Any dog presenting with seizures, sudden vision problems or other signs of abnormal mentation or behavior will be given a thorough physical examination and a complete neurological work-up. Of course, a complete history of the dog’s symptoms and progression of the behavioral abnormalities will be taken from the owner. Most general veterinary practitioners can skillfully perform a basic neurological examination. In many cases, how the dog presents to the veterinarian, together with the history and results of the physical and neurological examinations, will enable the veterinarian to localizer the problem to the brain, and maybe even to a particular location within the brain. A urinalysis and routine blood work, including a complete blood count and serum biochemistry profile, can be extremely useful to rule out causes of the dog’s symptoms that may not be neurological in nature. Survey radiographs (X-rays) and ultrasound of the chest and abdomen may help to identify any primary masses in those areas that may have metastasized to the brain. Skull X-rays are usually not very helpful in identifying primary brain tumors, but they may disclose masses in adjacent areas, such as the nasal cavities or nearby bone that possibly metastasized into brain tissue.

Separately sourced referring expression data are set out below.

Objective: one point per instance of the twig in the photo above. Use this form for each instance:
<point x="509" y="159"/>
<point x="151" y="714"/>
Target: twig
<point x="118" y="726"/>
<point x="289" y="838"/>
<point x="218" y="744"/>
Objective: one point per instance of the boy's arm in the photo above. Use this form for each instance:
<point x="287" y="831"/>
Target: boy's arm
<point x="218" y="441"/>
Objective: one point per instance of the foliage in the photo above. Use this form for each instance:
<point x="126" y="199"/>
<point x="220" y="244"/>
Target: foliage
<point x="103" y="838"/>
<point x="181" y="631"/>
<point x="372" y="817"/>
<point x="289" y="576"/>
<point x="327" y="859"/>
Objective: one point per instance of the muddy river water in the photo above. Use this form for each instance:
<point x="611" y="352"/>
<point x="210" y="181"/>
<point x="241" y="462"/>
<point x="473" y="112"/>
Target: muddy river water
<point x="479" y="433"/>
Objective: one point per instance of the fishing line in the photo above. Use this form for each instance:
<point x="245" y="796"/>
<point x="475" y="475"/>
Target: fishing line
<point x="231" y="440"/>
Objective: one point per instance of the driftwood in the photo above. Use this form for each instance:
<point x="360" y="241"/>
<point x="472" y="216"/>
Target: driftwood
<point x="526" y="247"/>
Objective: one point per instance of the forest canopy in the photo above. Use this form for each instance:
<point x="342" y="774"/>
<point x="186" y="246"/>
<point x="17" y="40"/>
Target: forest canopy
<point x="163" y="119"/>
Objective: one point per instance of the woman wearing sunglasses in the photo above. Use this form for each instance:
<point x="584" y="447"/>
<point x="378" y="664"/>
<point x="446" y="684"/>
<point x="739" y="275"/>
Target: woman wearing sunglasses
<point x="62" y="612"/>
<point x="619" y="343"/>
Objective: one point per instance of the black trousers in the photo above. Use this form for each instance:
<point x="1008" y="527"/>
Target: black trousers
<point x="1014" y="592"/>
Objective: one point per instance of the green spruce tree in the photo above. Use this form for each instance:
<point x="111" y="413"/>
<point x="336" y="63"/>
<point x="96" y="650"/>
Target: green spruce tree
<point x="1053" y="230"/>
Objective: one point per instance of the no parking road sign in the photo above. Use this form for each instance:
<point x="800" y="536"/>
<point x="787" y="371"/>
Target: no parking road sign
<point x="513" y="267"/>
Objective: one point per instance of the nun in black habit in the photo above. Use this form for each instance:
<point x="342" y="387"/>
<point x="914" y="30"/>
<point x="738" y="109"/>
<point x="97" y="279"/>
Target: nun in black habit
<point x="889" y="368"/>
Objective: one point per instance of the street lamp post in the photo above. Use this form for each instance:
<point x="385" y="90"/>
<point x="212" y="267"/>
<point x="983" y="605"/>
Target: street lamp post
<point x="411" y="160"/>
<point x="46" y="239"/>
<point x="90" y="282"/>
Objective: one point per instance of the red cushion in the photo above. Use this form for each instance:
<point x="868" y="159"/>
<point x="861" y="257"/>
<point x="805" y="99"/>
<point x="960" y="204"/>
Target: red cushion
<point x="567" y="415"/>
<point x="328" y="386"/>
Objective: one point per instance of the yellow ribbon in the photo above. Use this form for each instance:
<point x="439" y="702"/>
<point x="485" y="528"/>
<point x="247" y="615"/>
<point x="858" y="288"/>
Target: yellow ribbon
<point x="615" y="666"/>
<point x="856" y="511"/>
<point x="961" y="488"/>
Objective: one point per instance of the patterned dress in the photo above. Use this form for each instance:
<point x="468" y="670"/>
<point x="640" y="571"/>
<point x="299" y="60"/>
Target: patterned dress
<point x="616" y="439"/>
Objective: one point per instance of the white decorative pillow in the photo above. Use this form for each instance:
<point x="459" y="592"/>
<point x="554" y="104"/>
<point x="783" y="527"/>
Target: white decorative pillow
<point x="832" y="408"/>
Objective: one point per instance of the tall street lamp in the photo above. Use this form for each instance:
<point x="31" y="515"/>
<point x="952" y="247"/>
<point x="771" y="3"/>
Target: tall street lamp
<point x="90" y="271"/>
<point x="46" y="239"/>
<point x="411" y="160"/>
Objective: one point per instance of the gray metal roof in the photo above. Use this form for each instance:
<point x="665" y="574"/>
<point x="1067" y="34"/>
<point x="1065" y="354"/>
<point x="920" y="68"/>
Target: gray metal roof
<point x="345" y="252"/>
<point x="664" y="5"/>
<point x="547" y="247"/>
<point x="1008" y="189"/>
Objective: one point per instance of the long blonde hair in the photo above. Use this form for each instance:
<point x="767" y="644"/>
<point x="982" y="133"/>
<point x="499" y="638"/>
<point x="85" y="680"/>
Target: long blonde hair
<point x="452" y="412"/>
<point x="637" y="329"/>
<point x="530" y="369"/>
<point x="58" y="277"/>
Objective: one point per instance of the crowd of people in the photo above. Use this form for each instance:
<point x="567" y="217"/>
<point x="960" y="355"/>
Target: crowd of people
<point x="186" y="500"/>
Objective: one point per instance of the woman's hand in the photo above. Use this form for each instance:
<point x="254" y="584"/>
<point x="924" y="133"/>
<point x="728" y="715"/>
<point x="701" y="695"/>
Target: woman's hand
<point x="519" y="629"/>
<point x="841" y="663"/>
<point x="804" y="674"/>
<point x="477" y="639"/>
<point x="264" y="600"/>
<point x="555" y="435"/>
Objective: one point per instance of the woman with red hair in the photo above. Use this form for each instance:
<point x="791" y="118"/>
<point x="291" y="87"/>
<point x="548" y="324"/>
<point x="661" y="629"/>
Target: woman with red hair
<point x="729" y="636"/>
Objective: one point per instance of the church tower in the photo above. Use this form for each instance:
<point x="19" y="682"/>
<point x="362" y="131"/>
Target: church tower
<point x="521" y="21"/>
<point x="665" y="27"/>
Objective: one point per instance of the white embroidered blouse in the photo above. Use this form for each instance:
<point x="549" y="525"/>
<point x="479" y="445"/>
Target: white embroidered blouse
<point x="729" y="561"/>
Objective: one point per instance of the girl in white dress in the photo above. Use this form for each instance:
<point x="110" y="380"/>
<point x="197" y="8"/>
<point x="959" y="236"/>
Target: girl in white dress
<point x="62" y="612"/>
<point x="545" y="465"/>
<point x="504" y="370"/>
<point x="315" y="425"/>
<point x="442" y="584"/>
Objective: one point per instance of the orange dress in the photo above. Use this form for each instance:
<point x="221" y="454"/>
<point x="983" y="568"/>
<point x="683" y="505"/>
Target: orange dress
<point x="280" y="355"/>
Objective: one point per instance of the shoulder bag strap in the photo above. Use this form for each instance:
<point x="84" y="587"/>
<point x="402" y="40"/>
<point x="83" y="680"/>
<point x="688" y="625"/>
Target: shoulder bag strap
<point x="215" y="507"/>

More advanced diagnostics include computed tomography (CT scan) and magnetic resonance imaging (MRI). These procedures are only offered at certain specialized veterinary facilities and at veterinary teaching hospitals. They can provide extremely accurate identification of the presence, location and size of masses in the brain and elsewhere. The attending veterinarian can also take a tap (sample) of the dog’s cerebrospinal fluid (CSF), which is the fluid that coats the brain, spinal cord and associated tissues. The results of laboratory analysis of CSF can identify inflammation, infection and sometimes the presence of tumor cells. The CSF tap must be done very carefully – usually only after advanced radiographic imaging such as a CT scan and/or MRI is performed – to avoid any adverse consequences associated with rapid changes in the pressure inside the brain (intracranial pressure) that may result from withdrawing a sample of cerebral spinal fluid.
The most (and perhaps only) definitive way to diagnose the type of tumor in the brain is by doing a biopsy. This is not commonly done, due to the cost and invasiveness of the procedure. However, it is considered to be the gold standard and probably should be done or at least considered before any therapy is considered.